The Old Testament: A Very Short Introduction Paperback
Part of the Very Short Introductions series
Eminent biblical scholar Michael D. Coogan offers here a wide-ranging and stimulating exploration of the Old Testament, illuminating its importance as history, literature, and sacred text.
Coogan explains the differences between the Bible of Jewish tradition (the "Hebrew Bible") and the Old Testament of Christianity, and also examines the different contents of the Bibles used by Roman Catholics, Eastern Orthodox Christians, and Protestants.
He looks at the rise of modern biblical scholarship as well as the recovery of ancient Near Eastern literatures and their significance for biblical interpretation.
One particularly interesting section examines three principal characters of the Old Testament-Abraham, Deborah, and David-illuminating important themes connected with them, such as Abraham and covenant and David as poet and warrior.

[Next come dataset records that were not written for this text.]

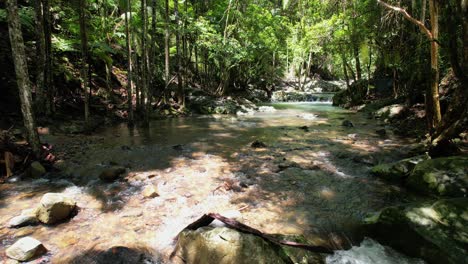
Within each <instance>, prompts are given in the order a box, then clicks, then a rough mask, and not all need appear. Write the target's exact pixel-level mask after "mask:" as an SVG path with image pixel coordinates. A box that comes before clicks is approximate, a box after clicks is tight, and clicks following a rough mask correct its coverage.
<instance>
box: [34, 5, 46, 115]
mask: <svg viewBox="0 0 468 264" xmlns="http://www.w3.org/2000/svg"><path fill="white" fill-rule="evenodd" d="M34 9H35V13H36V55H37V57H36V60H37V61H36V100H35V106H36V113H38V114H43V113H45V112H46V111H45V105H44V102H45V98H44V97H45V87H44V85H45V64H46V55H45V33H44V7H43V3H42V0H36V1H35V5H34Z"/></svg>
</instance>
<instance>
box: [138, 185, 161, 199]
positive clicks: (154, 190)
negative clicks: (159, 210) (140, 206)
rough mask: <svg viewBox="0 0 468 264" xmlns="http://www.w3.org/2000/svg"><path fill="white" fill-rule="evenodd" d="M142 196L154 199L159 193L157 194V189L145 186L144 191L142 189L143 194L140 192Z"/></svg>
mask: <svg viewBox="0 0 468 264" xmlns="http://www.w3.org/2000/svg"><path fill="white" fill-rule="evenodd" d="M142 194H143V196H144V197H145V198H154V197H158V196H159V193H158V190H157V188H156V187H155V186H154V185H152V184H151V185H148V186H146V187H145V188H144V189H143V192H142Z"/></svg>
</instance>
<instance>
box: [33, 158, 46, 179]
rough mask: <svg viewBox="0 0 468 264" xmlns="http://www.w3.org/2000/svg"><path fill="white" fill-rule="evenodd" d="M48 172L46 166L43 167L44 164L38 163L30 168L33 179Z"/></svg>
mask: <svg viewBox="0 0 468 264" xmlns="http://www.w3.org/2000/svg"><path fill="white" fill-rule="evenodd" d="M46 172H47V171H46V169H45V168H44V166H42V164H41V163H39V162H37V161H35V162H33V163H31V166H30V167H29V176H31V177H32V178H39V177H41V176H42V175H44V174H45V173H46Z"/></svg>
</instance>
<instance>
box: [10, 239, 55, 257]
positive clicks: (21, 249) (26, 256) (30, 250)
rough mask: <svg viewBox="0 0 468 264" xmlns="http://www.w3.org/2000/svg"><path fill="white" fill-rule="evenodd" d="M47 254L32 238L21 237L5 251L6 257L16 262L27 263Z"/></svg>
mask: <svg viewBox="0 0 468 264" xmlns="http://www.w3.org/2000/svg"><path fill="white" fill-rule="evenodd" d="M45 252H47V249H46V248H45V247H44V246H43V245H42V243H41V242H39V241H38V240H36V239H34V238H32V237H23V238H21V239H20V240H18V241H16V242H15V243H14V244H13V245H12V246H11V247H9V248H8V249H7V250H6V255H7V256H8V257H9V258H11V259H15V260H18V261H28V260H31V259H33V258H35V257H38V256H40V255H42V254H44V253H45Z"/></svg>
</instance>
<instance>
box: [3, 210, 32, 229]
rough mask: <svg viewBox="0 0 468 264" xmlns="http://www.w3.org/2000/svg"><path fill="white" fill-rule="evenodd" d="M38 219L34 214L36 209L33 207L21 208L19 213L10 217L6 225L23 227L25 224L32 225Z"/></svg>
mask: <svg viewBox="0 0 468 264" xmlns="http://www.w3.org/2000/svg"><path fill="white" fill-rule="evenodd" d="M38 222H39V220H38V219H37V216H36V210H34V209H28V210H23V212H21V215H19V216H16V217H13V218H12V219H10V221H9V222H8V227H13V228H16V227H23V226H27V225H34V224H37V223H38Z"/></svg>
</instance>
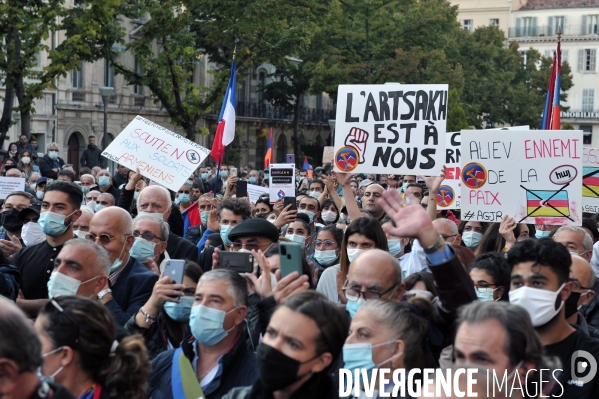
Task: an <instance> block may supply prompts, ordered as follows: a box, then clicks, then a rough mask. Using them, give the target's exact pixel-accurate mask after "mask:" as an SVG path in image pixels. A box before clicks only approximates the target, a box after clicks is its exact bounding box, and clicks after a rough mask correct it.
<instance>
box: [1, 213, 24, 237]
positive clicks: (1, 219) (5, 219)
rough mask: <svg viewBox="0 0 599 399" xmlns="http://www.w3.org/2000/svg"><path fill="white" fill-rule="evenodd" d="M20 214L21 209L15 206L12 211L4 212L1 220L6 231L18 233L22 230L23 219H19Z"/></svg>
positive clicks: (22, 224) (2, 213)
mask: <svg viewBox="0 0 599 399" xmlns="http://www.w3.org/2000/svg"><path fill="white" fill-rule="evenodd" d="M18 215H19V211H18V210H17V209H15V208H12V209H11V210H10V211H5V212H2V216H1V218H0V221H1V222H2V226H3V227H4V229H5V230H6V231H8V232H11V233H18V232H19V231H21V229H22V228H23V221H22V220H17V216H18Z"/></svg>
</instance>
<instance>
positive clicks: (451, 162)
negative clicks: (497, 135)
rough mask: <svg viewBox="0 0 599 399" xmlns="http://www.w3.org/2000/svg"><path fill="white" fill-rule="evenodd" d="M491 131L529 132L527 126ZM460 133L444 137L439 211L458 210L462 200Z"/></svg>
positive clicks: (456, 133)
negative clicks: (442, 210) (444, 160)
mask: <svg viewBox="0 0 599 399" xmlns="http://www.w3.org/2000/svg"><path fill="white" fill-rule="evenodd" d="M491 130H529V127H528V126H510V127H504V128H500V129H491ZM460 146H461V133H460V132H448V133H446V136H445V166H446V167H447V172H446V175H445V180H444V181H443V183H442V184H441V187H439V190H438V191H437V206H438V207H439V208H440V209H460V202H461V200H462V193H461V186H462V184H461V178H460V151H461V150H460Z"/></svg>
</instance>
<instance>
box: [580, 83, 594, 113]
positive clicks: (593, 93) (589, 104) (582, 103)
mask: <svg viewBox="0 0 599 399" xmlns="http://www.w3.org/2000/svg"><path fill="white" fill-rule="evenodd" d="M594 108H595V89H582V111H583V112H591V111H592V110H593V109H594Z"/></svg>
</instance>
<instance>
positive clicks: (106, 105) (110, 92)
mask: <svg viewBox="0 0 599 399" xmlns="http://www.w3.org/2000/svg"><path fill="white" fill-rule="evenodd" d="M98 90H100V95H101V96H102V102H104V136H103V137H102V149H103V150H105V149H106V147H108V112H107V107H108V101H109V100H110V95H111V94H112V92H113V91H114V89H113V88H112V87H106V86H102V87H99V88H98Z"/></svg>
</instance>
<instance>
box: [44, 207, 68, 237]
mask: <svg viewBox="0 0 599 399" xmlns="http://www.w3.org/2000/svg"><path fill="white" fill-rule="evenodd" d="M73 213H75V212H73ZM73 213H71V214H69V215H67V216H65V215H61V214H59V213H54V212H50V211H47V212H44V213H42V214H40V218H39V220H38V221H37V223H38V224H39V225H40V227H41V228H42V231H43V232H44V234H46V235H48V236H50V237H58V236H60V235H62V234H64V232H65V231H67V229H68V228H69V226H70V225H71V223H69V224H68V225H65V224H64V220H65V219H66V218H67V217H68V216H71V215H72V214H73Z"/></svg>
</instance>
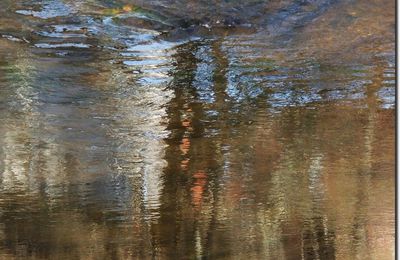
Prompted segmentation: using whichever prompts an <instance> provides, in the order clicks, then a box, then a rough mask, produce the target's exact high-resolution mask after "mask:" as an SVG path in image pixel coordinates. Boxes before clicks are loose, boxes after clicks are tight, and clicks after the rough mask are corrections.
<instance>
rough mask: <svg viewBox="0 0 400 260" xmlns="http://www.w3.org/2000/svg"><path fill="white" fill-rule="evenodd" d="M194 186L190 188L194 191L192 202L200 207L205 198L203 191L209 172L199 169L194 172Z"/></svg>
mask: <svg viewBox="0 0 400 260" xmlns="http://www.w3.org/2000/svg"><path fill="white" fill-rule="evenodd" d="M193 178H194V179H195V181H194V186H193V187H192V188H191V189H190V190H191V191H192V203H193V205H194V206H195V207H199V206H200V205H201V202H202V200H203V193H204V190H205V186H206V184H207V174H206V173H205V172H204V171H202V170H199V171H198V172H196V173H195V174H193Z"/></svg>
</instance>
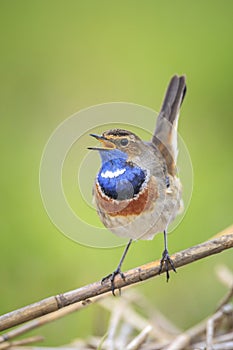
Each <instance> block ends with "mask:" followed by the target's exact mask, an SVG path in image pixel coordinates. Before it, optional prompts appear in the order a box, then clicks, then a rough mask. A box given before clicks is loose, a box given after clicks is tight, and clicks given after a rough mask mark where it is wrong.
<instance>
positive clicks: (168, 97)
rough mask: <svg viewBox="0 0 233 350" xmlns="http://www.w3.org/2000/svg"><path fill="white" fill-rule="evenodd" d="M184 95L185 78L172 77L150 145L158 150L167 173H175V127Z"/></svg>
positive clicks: (175, 164)
mask: <svg viewBox="0 0 233 350" xmlns="http://www.w3.org/2000/svg"><path fill="white" fill-rule="evenodd" d="M185 93H186V83H185V77H184V76H181V77H178V76H176V75H175V76H174V77H173V78H172V79H171V81H170V83H169V85H168V88H167V92H166V94H165V98H164V101H163V104H162V108H161V111H160V113H159V115H158V118H157V122H156V128H155V132H154V135H153V138H152V144H153V145H154V146H155V147H157V148H159V150H160V152H161V153H162V155H163V157H164V158H165V159H166V163H167V168H168V172H169V173H170V174H172V175H174V173H175V171H176V170H175V167H176V159H177V155H178V149H177V125H178V119H179V110H180V107H181V105H182V102H183V100H184V97H185Z"/></svg>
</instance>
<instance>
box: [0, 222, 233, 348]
mask: <svg viewBox="0 0 233 350" xmlns="http://www.w3.org/2000/svg"><path fill="white" fill-rule="evenodd" d="M232 247H233V226H231V227H230V228H229V229H227V231H224V234H223V235H220V236H219V235H217V236H215V237H214V239H212V240H210V241H207V242H204V243H201V244H199V245H196V246H194V247H191V248H188V249H186V250H183V251H181V252H178V253H176V254H174V255H173V256H172V257H171V258H172V260H173V262H174V264H175V266H176V268H178V267H181V266H184V265H187V264H190V263H192V262H194V261H197V260H200V259H203V258H205V257H208V256H211V255H213V254H218V253H220V252H222V251H224V250H226V249H230V248H232ZM159 267H160V261H159V260H157V261H154V262H151V263H148V264H145V265H142V266H139V267H136V268H134V269H132V270H129V271H127V272H125V273H124V276H125V278H124V279H122V278H121V276H116V279H115V286H116V288H123V287H126V286H129V285H131V284H134V283H138V282H141V281H145V280H147V279H148V278H152V277H155V276H157V275H159ZM162 272H164V270H163V271H162ZM110 291H111V283H110V281H106V282H105V283H103V284H102V283H101V281H99V282H95V283H92V284H89V285H86V286H84V287H81V288H78V289H75V290H72V291H69V292H65V293H63V294H58V295H56V296H52V297H49V298H46V299H43V300H41V301H39V302H37V303H34V304H31V305H28V306H25V307H23V308H21V309H18V310H15V311H12V312H10V313H7V314H5V315H3V316H1V317H0V331H2V330H5V329H8V328H11V327H13V326H16V325H18V324H21V323H24V322H26V321H29V320H32V319H35V318H37V317H40V316H42V315H46V314H49V313H51V312H54V311H56V310H58V309H61V308H63V307H65V306H68V305H71V304H74V303H77V302H80V301H84V300H86V299H89V298H93V297H95V296H98V295H100V294H104V293H108V292H110ZM2 338H3V337H2ZM1 341H5V339H1V338H0V342H1Z"/></svg>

Coogan explores the use of invented dialogue and historical fiction in the Old Testament, the presence of mythic elements in apparently historical accounts, and the relationship of ancient Israelite myths to those of their neighbors. The book considers the Old Testament's idea of divine justice, especially in Ecclesiastes and Job, and looks at notions of the afterlife in the ancient Near East and in ancient Israel.
Coogan highlights the significance of the history and literature of the Old Testament and describes how non-biblical evidence, such as archaeological data and texts, has placed the Old Testament in a larger and more illuminating context. The book also discusses law and ritual in the Bible as well as the biblical understandings of prophecy.
Here then is a marvelous overview of one of the great pillars of Western religion and culture, a book whose significance has endured for thousands of years and which remains vitally important today for Jews, Christians, and Muslims worldwide.
ABOUT THE SERIES: The Very Short Introductions series from Oxford University Press contains hundreds of titles in almost every subject area.
These pocket-sized books are the perfect way to get ahead in a new subject quickly.
Our expert authors combine facts, analysis, perspective, new ideas, and enthusiasm to make interesting and challenging topics highly readable.
- Format: Paperback
- Pages: 160 pages, 9 halftones
- Publisher: Oxford University Press Inc
- Publication Date: 15/03/2008
- Category: History of religion
- ISBN: 9780195305050
Showing 1 - 2 of 2 reviews.
Review by pixelette
These books are in a brilliant format and I would like to read the entire series. Clear and well written.
Review by stillatim
Re-review: I'm flicking back through this (April 25, 2013), and I have no idea what I was talking about. This is really solid, and I'm happy to recommend it.
As with many in the VSI series, this book suffers from an identity crisis. It's not really an introduction to the OT. More like VSI to the cultural context of the Tanakh: the baseline here is history. What can these old books tell us about the times in which they were written? So there's not much space (some, but not much) for Tanakh-as-literary-artifact, or philosophical-document or, heaven forbid, theological document. The mythological aspects are important because of the way they're tied to history, and because they're like other myths; Coogan spends no time discussing how they're different from other myths and why those differences might be important. The legal codes aren't ethical guidelines enmeshed in a detailed narrative; they're just law codes, like Hammurapi's (side note: this is useful for learning how people in the academy spell all those old names these days. See also Nebuchadrezzar, which is waaaaaaaaaaaaay cooler than Nebuchadnezzar, I think). I found that kind of thing very frustrating. No doubt it's good for people who actually think the Christian OT was written by Moses to be informed, as gently as possible, that that is absolutely impossible; or to have the many, many inconsistencies in the narratives pointed out to them, and so on. If you're already willing to treat the OT as what it is, a text produced in human history; but you think there's something very important about it in ethical terms, and that that can't/shouldn't be treated as a mere historical fact... you might want to look elsewhere. Oh, and as I said, *not* an intro to the OT: you'd barely know Christianity happened if you read this book. This is about the Tanakh. Which is lovely, but not what the title of this book suggests.